Beklenmeyen bu yenilgi üzerine I. İzzeddin Keykâvus kızmış, kimse onu sakinleştirememiş ve hatta teskine cesaret bile edememişti. Sultan, Eyyûbî casusları tarafından yazılan mektupları bir bir komutanların önüne atarak onlardan hesap surdu. Yukarıda değinildiği gibi onların hiçbirinin mektuplardan haberi yoktu. Sultan suçu ve ihmali olduklarını düşündüğü komutanları toplayarak küçük bir kulübeye hapsetti. Bu kulübenin etrafına odunlar yığdırıp daha sonra ateşe verdirdi. Dışarı çıkarak kurtulmak isteyenler zorla buraya geri sokuldu. Bu suçsuz komutanların hepsi feryatlar içinde diri diri yakıldılar.
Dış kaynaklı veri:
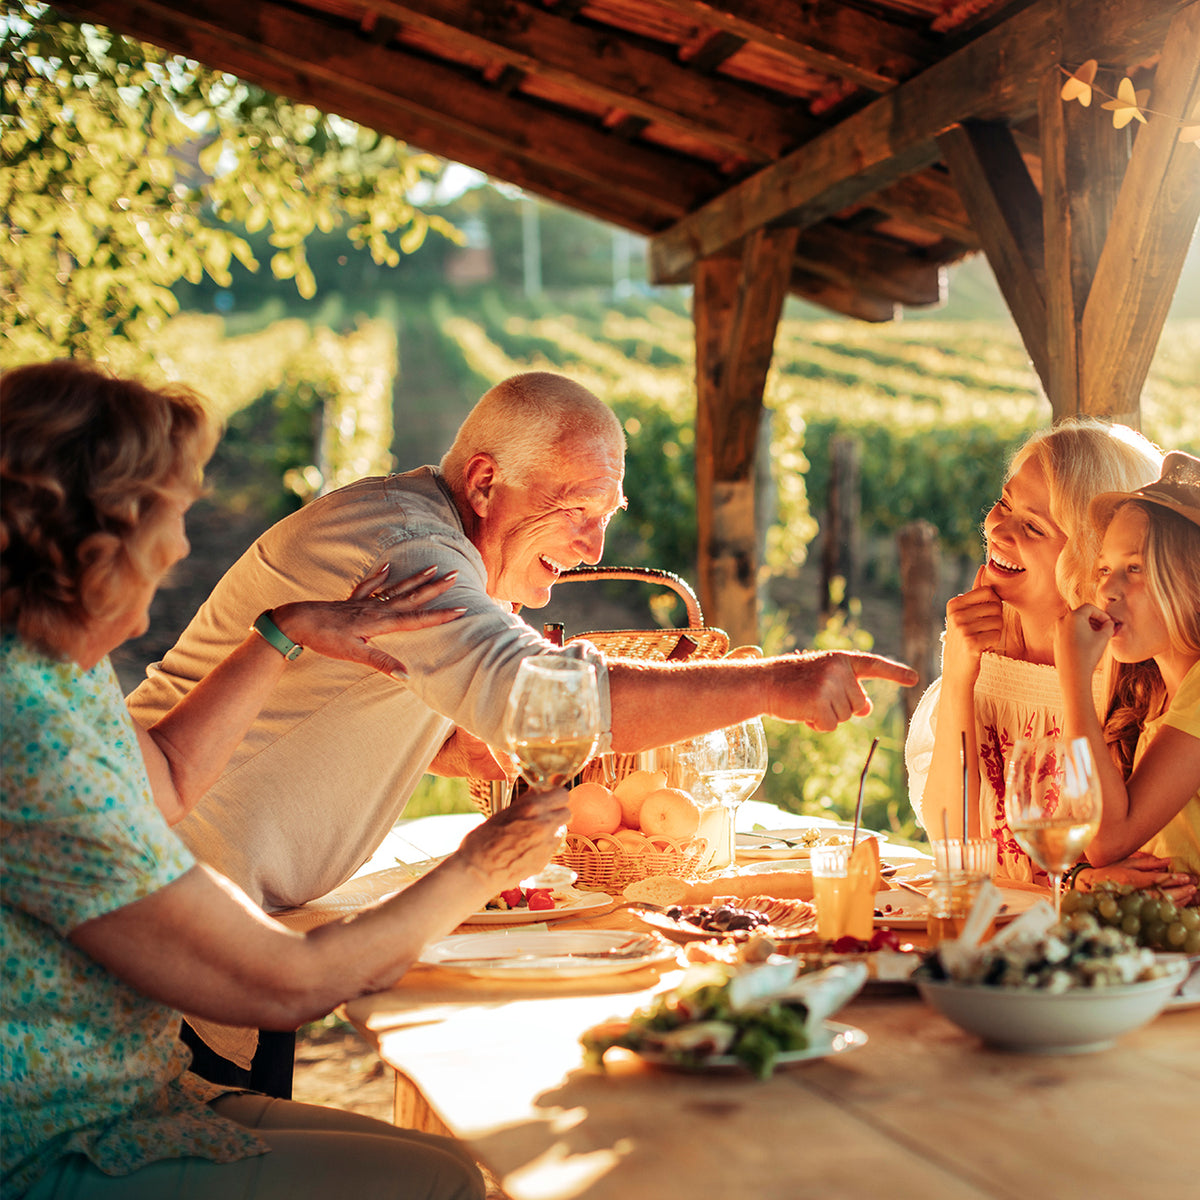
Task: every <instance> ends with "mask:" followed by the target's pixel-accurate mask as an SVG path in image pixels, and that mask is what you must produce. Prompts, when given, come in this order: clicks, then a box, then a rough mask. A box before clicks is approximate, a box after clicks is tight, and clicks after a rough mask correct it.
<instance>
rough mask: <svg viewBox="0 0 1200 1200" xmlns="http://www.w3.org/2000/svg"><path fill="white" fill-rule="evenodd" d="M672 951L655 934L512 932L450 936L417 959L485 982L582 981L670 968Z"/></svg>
mask: <svg viewBox="0 0 1200 1200" xmlns="http://www.w3.org/2000/svg"><path fill="white" fill-rule="evenodd" d="M676 953H677V952H676V948H674V947H673V946H672V944H671V943H670V942H666V941H664V940H662V938H661V937H656V936H655V935H654V934H643V935H641V936H636V935H635V936H630V934H629V931H628V930H624V929H572V930H562V929H542V930H521V929H512V930H506V931H503V932H499V931H498V932H493V934H451V936H450V937H444V938H442V941H439V942H434V943H433V944H432V946H427V947H425V950H424V952H422V954H421V956H420V959H418V961H419V962H422V964H425V965H426V966H433V967H442V968H443V970H445V971H460V972H462V973H464V974H470V976H479V977H481V978H487V979H497V978H499V979H582V978H587V977H588V976H601V974H620V973H622V972H625V971H640V970H641V968H642V967H649V966H659V965H661V964H673V962H674V961H676Z"/></svg>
Sultan daha sonra bu yaptıklarından pişman olup büyük ıstırap duymuş ve bu kulübenin olduğu yere bir mescit yaptırmıştır. Yanmışlar Mescidi (Mescid-i Sûhtegân) olarak bilinen burası uzun yıllar Elbistan halkının hafızalarında yer etmiştir.[14] Dönemin muasır müellifi ve İslam tarihçisi İbnü’l-Esir, I. İzzeddin Keykâvus’u komutanlarına reva gördüğü bu davranışından dolayı ağır bir şekilde suçlar.[15] Niğdeli Kadı Ahmed nükteli bir şekilde onun lakabının galip olmasına rağmen mağlup olduğunu ifade eder.[16]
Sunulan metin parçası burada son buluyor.